Schapiro, 57, will be replaced as chairman when she steps down on Dec. 14 by Commissioner Elisse Walter, former senior executive vice president at the Financial Industry Regulatory Authority, President Barack Obama said in a statement.
It was unclear how long Walter might serve as chairman. An administration official said Obama intends to make a new nomination to the commission in the near future. The official, who spoke on condition of anonymity, didn’t specify whether the nomination would be for the chairman position.
Walter’s five-year term as a commissioner expired in June. Under current law, she’s entitled to work through the end of 2013 without being reconfirmed. The president has the right to designate any commissioner as chairman.
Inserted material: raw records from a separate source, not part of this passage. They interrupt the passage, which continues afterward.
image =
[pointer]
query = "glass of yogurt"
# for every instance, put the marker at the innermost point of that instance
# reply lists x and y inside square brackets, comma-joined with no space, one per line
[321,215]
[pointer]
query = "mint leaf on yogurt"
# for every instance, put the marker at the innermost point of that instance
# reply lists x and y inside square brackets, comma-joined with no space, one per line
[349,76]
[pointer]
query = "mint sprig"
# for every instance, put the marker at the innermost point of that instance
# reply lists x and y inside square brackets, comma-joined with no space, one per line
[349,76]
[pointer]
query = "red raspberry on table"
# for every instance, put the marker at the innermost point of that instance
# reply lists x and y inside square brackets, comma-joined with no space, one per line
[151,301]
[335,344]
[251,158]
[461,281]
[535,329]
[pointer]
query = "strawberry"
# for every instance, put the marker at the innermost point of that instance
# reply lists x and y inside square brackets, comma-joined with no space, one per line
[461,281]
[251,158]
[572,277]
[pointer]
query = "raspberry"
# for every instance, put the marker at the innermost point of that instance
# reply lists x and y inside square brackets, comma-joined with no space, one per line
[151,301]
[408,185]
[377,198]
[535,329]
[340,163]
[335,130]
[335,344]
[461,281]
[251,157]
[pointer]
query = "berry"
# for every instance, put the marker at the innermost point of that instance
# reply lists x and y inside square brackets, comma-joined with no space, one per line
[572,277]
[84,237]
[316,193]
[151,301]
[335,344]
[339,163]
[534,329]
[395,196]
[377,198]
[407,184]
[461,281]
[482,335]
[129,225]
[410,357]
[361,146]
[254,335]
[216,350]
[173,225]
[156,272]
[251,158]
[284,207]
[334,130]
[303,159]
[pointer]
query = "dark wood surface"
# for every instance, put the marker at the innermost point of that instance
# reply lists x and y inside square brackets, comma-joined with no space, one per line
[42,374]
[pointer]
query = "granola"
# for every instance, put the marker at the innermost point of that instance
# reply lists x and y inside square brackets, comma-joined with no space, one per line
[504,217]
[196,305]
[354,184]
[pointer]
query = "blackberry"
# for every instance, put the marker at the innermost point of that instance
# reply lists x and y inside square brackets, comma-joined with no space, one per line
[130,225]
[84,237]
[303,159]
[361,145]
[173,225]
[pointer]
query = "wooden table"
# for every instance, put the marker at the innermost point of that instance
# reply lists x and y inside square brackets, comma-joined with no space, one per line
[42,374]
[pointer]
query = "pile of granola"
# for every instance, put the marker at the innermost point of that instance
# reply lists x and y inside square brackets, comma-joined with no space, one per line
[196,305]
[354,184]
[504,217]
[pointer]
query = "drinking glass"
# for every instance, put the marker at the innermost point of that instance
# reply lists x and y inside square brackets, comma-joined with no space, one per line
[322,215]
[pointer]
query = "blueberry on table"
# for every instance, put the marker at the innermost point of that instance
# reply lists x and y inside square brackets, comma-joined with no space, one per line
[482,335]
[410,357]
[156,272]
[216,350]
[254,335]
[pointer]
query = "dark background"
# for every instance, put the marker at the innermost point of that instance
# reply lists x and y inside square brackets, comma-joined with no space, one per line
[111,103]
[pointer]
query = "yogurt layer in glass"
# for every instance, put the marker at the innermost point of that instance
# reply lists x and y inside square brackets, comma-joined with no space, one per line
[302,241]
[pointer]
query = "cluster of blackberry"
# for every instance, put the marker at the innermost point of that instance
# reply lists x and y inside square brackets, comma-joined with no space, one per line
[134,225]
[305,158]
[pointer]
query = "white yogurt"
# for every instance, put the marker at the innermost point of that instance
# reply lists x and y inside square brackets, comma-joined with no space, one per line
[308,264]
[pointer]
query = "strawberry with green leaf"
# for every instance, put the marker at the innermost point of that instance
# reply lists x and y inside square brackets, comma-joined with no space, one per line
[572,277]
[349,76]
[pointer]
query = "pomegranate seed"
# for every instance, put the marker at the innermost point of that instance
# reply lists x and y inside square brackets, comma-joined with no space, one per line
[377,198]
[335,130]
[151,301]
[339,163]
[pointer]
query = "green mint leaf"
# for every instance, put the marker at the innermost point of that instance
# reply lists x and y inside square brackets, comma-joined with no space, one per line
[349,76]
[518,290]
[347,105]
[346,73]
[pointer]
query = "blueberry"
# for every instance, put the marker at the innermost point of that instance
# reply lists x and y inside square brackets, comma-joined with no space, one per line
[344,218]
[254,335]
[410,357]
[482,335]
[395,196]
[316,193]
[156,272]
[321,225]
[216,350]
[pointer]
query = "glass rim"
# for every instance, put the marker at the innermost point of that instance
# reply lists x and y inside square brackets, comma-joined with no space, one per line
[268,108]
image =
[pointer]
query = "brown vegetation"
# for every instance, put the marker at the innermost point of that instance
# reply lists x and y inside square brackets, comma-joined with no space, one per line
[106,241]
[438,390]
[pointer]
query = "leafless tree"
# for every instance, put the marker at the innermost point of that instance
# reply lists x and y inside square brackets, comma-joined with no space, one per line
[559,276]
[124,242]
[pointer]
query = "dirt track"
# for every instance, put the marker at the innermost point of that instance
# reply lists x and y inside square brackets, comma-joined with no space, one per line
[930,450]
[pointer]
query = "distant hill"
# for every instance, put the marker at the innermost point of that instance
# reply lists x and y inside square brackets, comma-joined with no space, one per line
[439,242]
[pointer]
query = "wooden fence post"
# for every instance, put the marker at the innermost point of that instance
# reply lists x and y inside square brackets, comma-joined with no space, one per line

Walter, who served as interim chairman before Schapiro took over, will return to the helm as the agency works to implement Dodd-Frank rules ordered in response to the credit crisis and looks to overhaul oversight of the money-market mutual fund industry after Schapiro’s initial effort ended in failure.
Schapiro tapped Robert Khuzami, a former federal prosecutor, to reinvigorate the agency’s enforcement division, setting in motion the biggest overhaul in that unit’s history. The enforcement division, which has since filed dozens of cases related to the financial crisis, has also faced criticism from lawmakers, judges and investors that it has gone easy on top executives.
In the most prominent enforcement effort after the 2008 financial crisis, Schapiro’s SEC sued Goldman Sachs Group Inc. in 2010, accusing it of fraud when it sold investors a mortgage security without disclosing that hedge fund Paulson & Co. helped pick the loans and bet against them. Goldman paid a record $550 million fine.